Here we try to use the decision trees from machine learning to help us decide on the thresholds for the continuous variables. Choosing the Gini Criterion as the measure for splitting the nodes and restricting the tree to contain at least 1000 observations in every child node we obtain the following decision tree:
mod_tree_df <- df %>%
filter(freq != 7) %>%
mutate(freq = factor(freq),
miles = miles * 2) %>%
select(sex, age, miles, acc_inv) %>%
na.omit()
tree <- tree(acc_inv ~ miles + age, mod_tree_df, split = "gini", mincut = 1000)
plot(tree)
text(tree)
We now fit our staged tree model using the split values from the decision trees to bin the continuous variables (miles and age)
mod_miles_df2 <- mod_df %>%
filter(freq != 7) %>%
mutate(
miles = miles * 2,
mileage = case_when(
miles <= 4963 ~ 3,
miles > 4968 & miles <= 9367 ~ 2,
miles > 9367 ~ 1
),
age_group = cut(age, breaks = c(16, 17.765, 18.435, 19.455, 27.915, 80)),
mileage = factor(mileage),
) %>%
select(age_group, sex, mileage, acc_inv)
mod2_miles <- mod_miles_df2 %>%
indep(join_unobserved = TRUE) %>%
stages_hc()
plot(mod2_miles)
barplot(mod2_miles, var = "acc_inv")
We now compare this model with our previous model involving miles.
par(mfrow = c(1,2))
plot(mod1_miles)
plot(mod2_miles)
cbind(BIC(mod1_miles, mod2_miles), AIC = AIC(mod1_miles, mod2_miles)$AIC)
## df BIC AIC
## mod1_miles 21 64279.56 64130.47
## mod2_miles 18 61296.78 61168.99
The new categories of age and miles result in a much lower BIC and AIC.
However, in our previous model mod1_miles we considered 4 categories of age and 4 categories of mileage (in total 16 age-sex subgroups). The new model comprises 5 categories of age and 3 categories of mileage (in total 15 age-sex subgroups).
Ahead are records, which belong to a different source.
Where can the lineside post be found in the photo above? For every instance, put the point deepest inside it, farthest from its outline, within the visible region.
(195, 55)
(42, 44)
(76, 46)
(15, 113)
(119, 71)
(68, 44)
We therefore introduce an alternative third model mod3_miles with 5 categories of age and 3 categories of mileage where the age and mileage are split into categories of equal size.
mod_miles_df3 <- mod_df %>%
filter(freq != 7) %>%
mutate(
miles = miles * 2,
mileage = cut_number(miles, 3),
age_group = cut_number(age, 5),
mileage = factor(mileage),
) %>%
select(age_group, sex, mileage, acc_inv)
mod3_miles <- mod_miles_df3 %>%
indep(join_unobserved = TRUE) %>%
stages_hc()
plot(mod3_miles)
cbind(BIC(mod1_miles, mod2_miles, mod3_miles), AIC = AIC(mod1_miles, mod2_miles, mod3_miles)$AIC)
## df BIC AIC
## mod1_miles 21 64279.56 64130.47
## mod2_miles 18 61296.78 61168.99
## mod3_miles 18 63960.35 63832.56
Using the same number of age and sex groups as in mod2_miles but different threshold values for the bins, so that the groups are equally sized, we obtain the mod2_miles model which performs better than our first model but still not as good as the mod2_miles model where the threshold values are derived from the decision trees using the Gini Criterion.